Rząd we wtorek ma uzgodnić swoje propozycje związane z pakietem działań antykryzysowych, jakie wspólnie przedstawiły mu związki zawodowe oraz organizacje przedsiębiorców zrzeszone w Komisji Trójstronnej. – W środę, najpóźniej w czwartek, rządowe propozycje rozwiązań dostaną partnerzy społeczni i możemy rozmawiać – mówi „Rz” Michał Boni, minister w Kancelarii Premiera, szef zespołu jego doradców. Ponieważ rząd zgadza się na większość z 13 postulatów, negocjacje nie powinny trwać długo. – Gdybyśmy porozumieli się w ciągu trzech tygodni, to rząd specjalną specustawę przyjąłby 21 kwietnia, a dzień później wysłałby ją do parlamentu. Boni nie ukrywa, że to bardzo optymistyczny harmonogram.
Takie wstępne ustalenia pomiędzy rządem, związkami zawodowymi i przedsiębiorcami zapadły wczoraj na spotkaniu Prezydium Komisji Trójstronnej. – Jestem optymistą, ale mam nadzieję, że za tymi zapewnieniami pójdą rzeczywiste prace – przyznaje Janusz Śniadek, szef NSZZ „S”.
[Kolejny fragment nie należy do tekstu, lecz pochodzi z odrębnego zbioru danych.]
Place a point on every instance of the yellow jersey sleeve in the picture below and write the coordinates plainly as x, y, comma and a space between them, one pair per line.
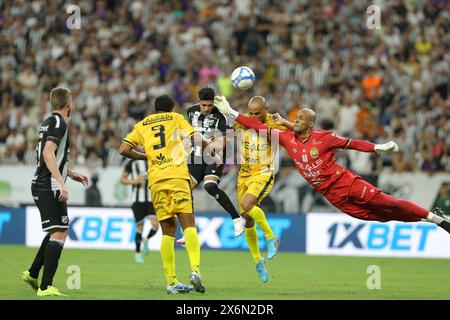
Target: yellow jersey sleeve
185, 128
270, 123
134, 139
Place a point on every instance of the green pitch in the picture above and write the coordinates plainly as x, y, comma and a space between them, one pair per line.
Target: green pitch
112, 274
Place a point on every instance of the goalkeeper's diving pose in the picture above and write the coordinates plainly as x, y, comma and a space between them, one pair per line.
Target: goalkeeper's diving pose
312, 151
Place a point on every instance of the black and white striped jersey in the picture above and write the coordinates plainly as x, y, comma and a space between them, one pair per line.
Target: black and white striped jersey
134, 169
54, 129
213, 124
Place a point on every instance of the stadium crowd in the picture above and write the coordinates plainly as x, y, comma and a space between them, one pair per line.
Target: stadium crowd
377, 84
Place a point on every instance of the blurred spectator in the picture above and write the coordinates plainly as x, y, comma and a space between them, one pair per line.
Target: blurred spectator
443, 200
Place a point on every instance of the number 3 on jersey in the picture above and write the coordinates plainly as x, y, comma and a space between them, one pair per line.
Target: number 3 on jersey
160, 133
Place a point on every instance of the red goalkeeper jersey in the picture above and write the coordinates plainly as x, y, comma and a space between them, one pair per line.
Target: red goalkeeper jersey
314, 155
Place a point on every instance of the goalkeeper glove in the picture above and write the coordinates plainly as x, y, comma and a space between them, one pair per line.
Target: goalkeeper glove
221, 103
390, 146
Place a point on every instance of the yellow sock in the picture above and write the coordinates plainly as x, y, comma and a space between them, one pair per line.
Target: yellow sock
260, 218
251, 235
168, 257
193, 248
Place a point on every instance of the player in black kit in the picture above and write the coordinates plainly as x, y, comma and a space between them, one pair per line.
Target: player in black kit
50, 193
207, 120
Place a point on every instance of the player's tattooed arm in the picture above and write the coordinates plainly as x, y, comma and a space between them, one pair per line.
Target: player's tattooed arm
128, 151
50, 161
78, 177
279, 120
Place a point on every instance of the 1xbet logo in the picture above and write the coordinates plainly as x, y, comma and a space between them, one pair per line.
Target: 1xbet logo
378, 236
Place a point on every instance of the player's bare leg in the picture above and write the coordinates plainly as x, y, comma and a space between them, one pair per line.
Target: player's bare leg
211, 186
138, 240
154, 228
249, 205
251, 236
187, 221
182, 240
168, 227
52, 254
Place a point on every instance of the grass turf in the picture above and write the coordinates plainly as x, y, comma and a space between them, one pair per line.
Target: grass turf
231, 275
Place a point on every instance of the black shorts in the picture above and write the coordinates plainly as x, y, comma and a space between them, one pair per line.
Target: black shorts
53, 212
199, 171
142, 210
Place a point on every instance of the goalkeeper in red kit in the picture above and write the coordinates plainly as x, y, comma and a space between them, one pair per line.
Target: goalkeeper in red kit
313, 153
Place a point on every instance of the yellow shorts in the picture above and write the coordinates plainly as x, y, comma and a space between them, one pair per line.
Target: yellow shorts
170, 197
258, 185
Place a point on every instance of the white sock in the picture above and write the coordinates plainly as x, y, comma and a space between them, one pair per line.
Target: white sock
434, 218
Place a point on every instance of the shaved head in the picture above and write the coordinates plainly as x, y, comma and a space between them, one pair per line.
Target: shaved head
309, 115
257, 108
305, 121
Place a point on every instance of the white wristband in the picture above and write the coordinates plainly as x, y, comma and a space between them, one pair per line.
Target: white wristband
234, 113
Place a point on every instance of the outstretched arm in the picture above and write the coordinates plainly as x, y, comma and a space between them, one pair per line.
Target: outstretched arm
360, 145
221, 103
336, 141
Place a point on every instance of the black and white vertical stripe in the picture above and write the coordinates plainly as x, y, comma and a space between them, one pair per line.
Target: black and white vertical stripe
141, 192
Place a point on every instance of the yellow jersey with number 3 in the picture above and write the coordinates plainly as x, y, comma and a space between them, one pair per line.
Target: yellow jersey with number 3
255, 151
161, 136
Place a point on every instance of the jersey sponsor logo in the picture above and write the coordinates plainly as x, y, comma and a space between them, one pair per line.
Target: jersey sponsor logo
157, 118
160, 160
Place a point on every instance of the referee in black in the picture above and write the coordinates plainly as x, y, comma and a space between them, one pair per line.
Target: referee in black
50, 193
135, 174
207, 120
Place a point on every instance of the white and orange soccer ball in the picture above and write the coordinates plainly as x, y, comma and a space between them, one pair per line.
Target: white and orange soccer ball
243, 78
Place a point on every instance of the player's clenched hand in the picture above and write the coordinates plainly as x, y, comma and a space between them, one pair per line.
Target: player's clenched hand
79, 177
140, 180
63, 193
221, 103
390, 146
278, 119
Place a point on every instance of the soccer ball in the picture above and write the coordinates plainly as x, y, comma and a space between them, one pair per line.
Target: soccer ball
243, 78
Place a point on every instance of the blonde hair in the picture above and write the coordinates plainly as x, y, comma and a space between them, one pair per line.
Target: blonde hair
59, 97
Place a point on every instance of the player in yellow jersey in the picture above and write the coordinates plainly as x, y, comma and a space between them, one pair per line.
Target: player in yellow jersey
162, 135
255, 180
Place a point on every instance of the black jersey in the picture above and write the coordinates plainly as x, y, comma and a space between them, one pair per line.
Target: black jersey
213, 124
52, 129
136, 168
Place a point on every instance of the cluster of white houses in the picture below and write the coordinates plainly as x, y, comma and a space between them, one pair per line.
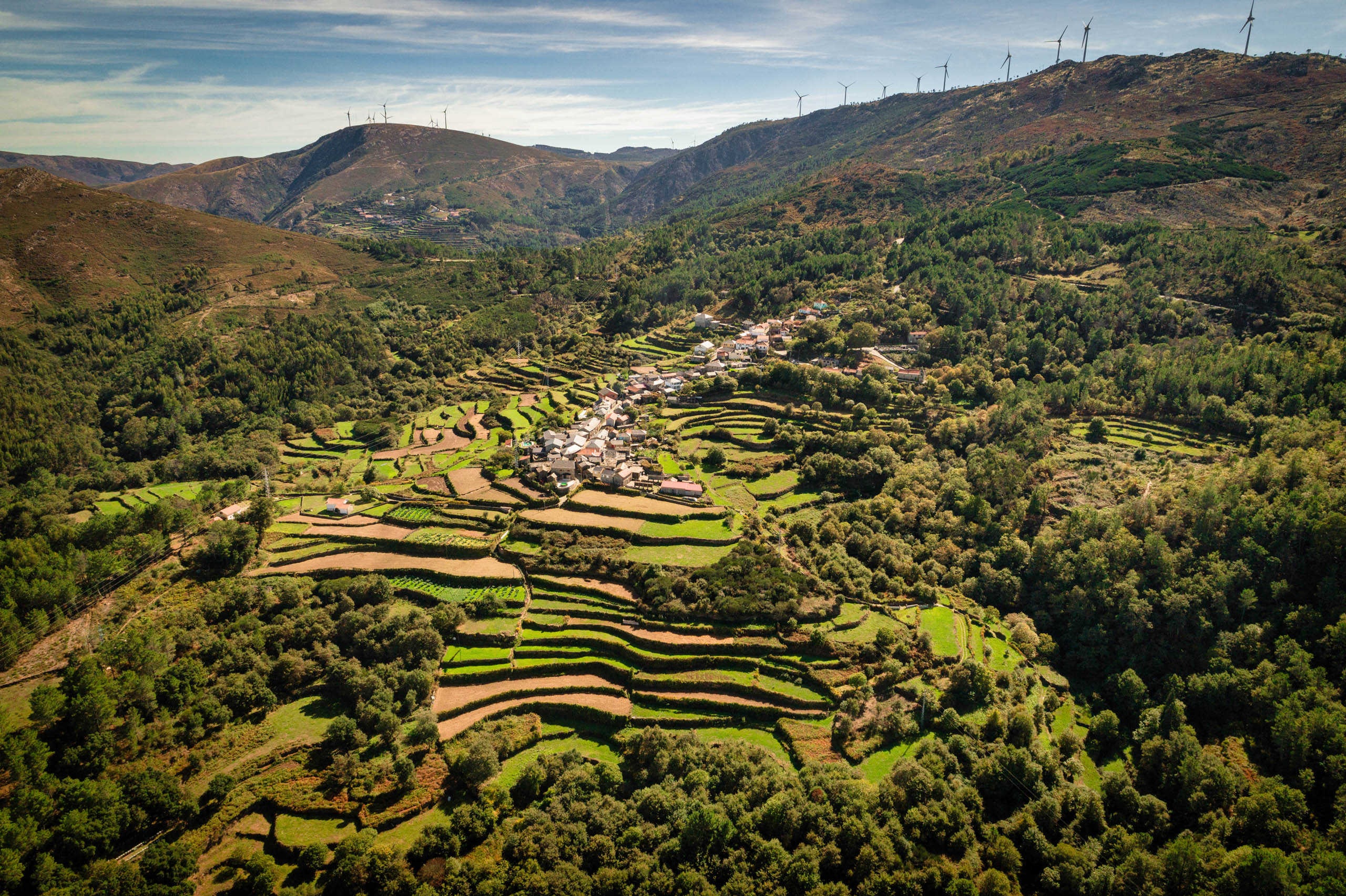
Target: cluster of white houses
599, 446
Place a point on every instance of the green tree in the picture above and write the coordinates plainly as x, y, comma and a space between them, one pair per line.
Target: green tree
228, 548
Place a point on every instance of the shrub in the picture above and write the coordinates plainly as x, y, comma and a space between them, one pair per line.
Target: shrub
313, 858
344, 735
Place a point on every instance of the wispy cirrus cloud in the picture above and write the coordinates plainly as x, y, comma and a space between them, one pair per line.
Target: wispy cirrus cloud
189, 80
189, 116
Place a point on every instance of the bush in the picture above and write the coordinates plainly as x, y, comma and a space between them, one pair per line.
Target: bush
480, 763
344, 735
229, 547
1106, 732
219, 787
313, 858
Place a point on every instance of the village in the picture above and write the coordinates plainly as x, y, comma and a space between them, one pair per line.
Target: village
601, 445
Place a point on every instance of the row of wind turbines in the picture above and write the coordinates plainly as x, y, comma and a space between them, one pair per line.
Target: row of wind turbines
371, 119
1008, 61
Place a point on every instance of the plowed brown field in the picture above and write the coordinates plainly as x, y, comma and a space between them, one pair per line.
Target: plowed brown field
607, 703
631, 503
597, 584
374, 561
563, 517
718, 698
450, 698
379, 530
662, 637
354, 520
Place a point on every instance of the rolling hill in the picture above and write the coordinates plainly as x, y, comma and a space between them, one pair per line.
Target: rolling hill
625, 154
1198, 135
515, 193
66, 243
95, 172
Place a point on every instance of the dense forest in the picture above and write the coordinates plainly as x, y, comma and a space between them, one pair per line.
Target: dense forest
1197, 610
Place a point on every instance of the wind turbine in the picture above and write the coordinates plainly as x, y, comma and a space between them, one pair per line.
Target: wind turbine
1058, 42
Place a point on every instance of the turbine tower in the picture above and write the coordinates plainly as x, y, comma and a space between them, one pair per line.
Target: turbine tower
1058, 42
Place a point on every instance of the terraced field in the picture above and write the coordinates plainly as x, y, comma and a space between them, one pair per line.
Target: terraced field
361, 561
563, 518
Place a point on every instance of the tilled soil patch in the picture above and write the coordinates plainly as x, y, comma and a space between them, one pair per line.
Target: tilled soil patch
378, 530
374, 561
563, 517
450, 698
354, 520
623, 592
664, 637
607, 703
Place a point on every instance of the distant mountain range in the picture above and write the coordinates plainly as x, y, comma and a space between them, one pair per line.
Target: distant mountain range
1116, 138
515, 193
1202, 135
625, 154
66, 244
96, 172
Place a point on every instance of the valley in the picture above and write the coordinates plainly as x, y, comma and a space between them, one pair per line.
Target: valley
937, 496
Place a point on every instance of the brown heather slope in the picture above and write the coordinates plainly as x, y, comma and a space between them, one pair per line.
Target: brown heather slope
1284, 112
95, 172
369, 160
65, 243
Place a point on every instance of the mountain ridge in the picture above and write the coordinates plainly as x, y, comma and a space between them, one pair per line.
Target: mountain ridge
511, 186
1064, 109
89, 170
65, 244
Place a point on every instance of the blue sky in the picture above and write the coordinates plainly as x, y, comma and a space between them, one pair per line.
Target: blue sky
196, 80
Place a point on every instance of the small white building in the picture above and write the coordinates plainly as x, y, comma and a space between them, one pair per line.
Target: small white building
232, 510
680, 489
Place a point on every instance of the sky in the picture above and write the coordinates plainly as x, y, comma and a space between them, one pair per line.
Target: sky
197, 80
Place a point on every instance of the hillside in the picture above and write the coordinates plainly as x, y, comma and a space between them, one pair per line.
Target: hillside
513, 193
625, 154
95, 172
1229, 138
65, 243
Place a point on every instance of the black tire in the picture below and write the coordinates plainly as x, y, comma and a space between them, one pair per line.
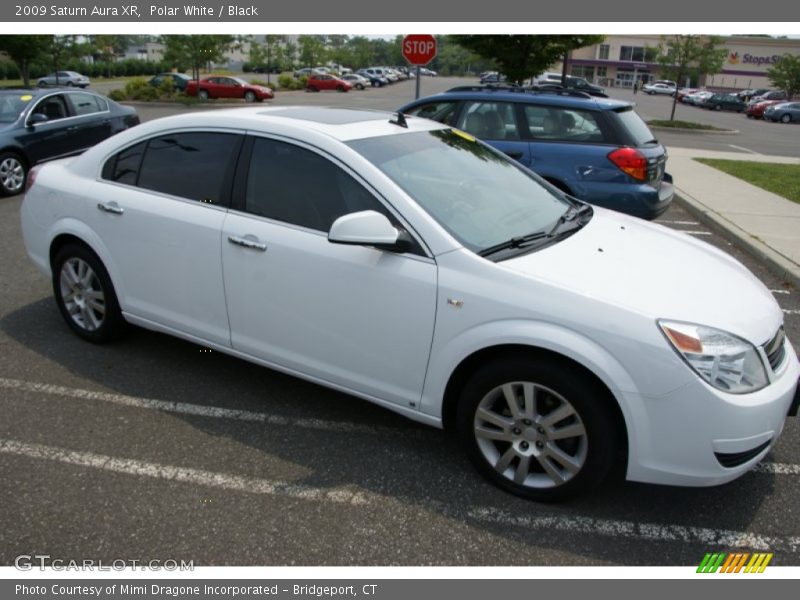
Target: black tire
13, 174
558, 386
95, 319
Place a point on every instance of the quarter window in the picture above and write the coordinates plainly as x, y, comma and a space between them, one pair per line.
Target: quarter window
294, 185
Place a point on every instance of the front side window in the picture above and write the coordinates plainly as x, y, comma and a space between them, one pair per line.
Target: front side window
489, 120
295, 185
190, 165
473, 191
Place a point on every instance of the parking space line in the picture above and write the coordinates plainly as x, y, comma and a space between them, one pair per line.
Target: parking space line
348, 496
649, 532
196, 409
777, 468
226, 481
742, 148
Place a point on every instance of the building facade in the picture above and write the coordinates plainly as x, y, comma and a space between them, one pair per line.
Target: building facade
622, 59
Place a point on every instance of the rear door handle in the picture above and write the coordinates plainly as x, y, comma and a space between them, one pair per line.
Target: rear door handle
248, 241
111, 207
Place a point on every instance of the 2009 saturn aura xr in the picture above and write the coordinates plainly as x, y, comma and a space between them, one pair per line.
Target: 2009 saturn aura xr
407, 263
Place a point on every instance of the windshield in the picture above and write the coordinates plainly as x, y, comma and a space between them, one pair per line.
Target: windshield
477, 194
12, 105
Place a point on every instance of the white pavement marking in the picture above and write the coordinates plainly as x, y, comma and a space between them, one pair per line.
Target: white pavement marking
650, 532
745, 149
195, 409
342, 495
226, 481
777, 468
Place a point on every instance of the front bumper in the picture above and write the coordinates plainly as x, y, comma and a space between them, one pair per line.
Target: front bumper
700, 436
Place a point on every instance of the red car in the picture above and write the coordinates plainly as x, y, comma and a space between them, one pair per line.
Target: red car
756, 111
318, 83
227, 87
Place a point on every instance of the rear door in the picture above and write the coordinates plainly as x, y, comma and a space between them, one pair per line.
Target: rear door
159, 209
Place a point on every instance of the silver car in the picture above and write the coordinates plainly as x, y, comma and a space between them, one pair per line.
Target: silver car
68, 78
785, 112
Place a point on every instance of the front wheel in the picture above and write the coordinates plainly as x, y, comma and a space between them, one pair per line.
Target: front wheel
12, 174
85, 295
537, 427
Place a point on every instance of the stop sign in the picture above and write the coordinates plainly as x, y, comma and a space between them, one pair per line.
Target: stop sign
419, 49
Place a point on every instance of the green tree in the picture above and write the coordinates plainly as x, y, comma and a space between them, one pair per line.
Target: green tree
785, 75
196, 50
682, 56
522, 56
24, 50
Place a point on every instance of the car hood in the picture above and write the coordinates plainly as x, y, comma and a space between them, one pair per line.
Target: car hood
658, 273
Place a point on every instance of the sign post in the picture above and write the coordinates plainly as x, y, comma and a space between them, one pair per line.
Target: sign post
419, 50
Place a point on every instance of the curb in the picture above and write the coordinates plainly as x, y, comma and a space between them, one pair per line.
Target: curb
778, 264
702, 131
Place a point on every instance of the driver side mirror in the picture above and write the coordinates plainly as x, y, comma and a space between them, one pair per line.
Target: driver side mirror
368, 228
37, 118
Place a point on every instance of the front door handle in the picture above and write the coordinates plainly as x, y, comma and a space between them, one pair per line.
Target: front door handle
248, 241
111, 207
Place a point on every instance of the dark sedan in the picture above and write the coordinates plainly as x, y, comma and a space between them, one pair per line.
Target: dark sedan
40, 125
724, 102
179, 80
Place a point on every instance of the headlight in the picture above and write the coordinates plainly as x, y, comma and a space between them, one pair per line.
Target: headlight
725, 361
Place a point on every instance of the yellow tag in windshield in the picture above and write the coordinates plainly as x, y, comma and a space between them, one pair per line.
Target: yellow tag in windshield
463, 134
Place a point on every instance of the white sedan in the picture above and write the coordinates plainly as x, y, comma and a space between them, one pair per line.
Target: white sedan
659, 88
407, 263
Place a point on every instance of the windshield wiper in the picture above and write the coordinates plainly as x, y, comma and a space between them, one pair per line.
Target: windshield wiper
516, 242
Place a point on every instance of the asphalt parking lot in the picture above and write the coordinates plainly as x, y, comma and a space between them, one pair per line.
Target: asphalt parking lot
155, 448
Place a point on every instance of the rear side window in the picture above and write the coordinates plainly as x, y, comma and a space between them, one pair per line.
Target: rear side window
564, 124
294, 185
635, 131
189, 165
85, 104
489, 120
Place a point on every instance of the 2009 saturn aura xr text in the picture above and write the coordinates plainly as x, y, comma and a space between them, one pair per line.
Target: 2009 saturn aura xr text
407, 263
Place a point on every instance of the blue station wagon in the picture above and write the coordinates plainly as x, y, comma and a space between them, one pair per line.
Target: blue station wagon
596, 149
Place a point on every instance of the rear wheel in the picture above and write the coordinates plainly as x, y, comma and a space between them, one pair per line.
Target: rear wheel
537, 427
85, 295
13, 173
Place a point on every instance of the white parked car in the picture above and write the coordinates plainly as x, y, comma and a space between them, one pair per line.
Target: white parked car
659, 88
409, 264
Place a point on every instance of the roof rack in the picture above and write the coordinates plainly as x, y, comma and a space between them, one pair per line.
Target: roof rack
559, 91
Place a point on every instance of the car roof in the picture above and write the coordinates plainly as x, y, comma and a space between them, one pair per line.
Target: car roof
566, 99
Rząd wstępnie zgodził się na zniesienie opodatkowania zapomóg udzielanych pracownikom przez związki zawodowe oraz bonów wypłacanych przez pracodawców. To według szacunków MF ubytek ok. 100 mln zł rocznie. Możliwe jest też zniesienie ustawy o negocjacyjnym wskaźniku wzrostu płac w firmach i zmiana ustawy kominowej tak, by wynagrodzenie zarządów powiązane było z płacami w firmie, a nie w całej gospodarce. Związki zawodowe chcą, by KT opracowała mechanizm podniesienia płacy minimalnej do 50 proc. przeciętnej. Pracodawcy zgadzają się pod warunkiem że od płacy minimalnej nie będą obliczane świadczenia socjalne.
Rząd uważa, że do tego, by chronić najuboższe rodziny przed skutkami kryzysu, wystarczą rozwiązania istniejące w pomocy socjalnej, tym bardziej że część świadczeń będzie jesienią waloryzowana. – Dodatkowo rząd przygotowuje pomoc w czasowej spłacie kredytów hipotecznych dla osób bezrobotnych – przypomniał Boni.
Takiemu pomysłowi sprzeciwia się część organizacji przedsiębiorców. – Nie z zgodzimy się na to – zapowiada Andrzej Malinowski – szef Konfederacji Pracodawców Polskich.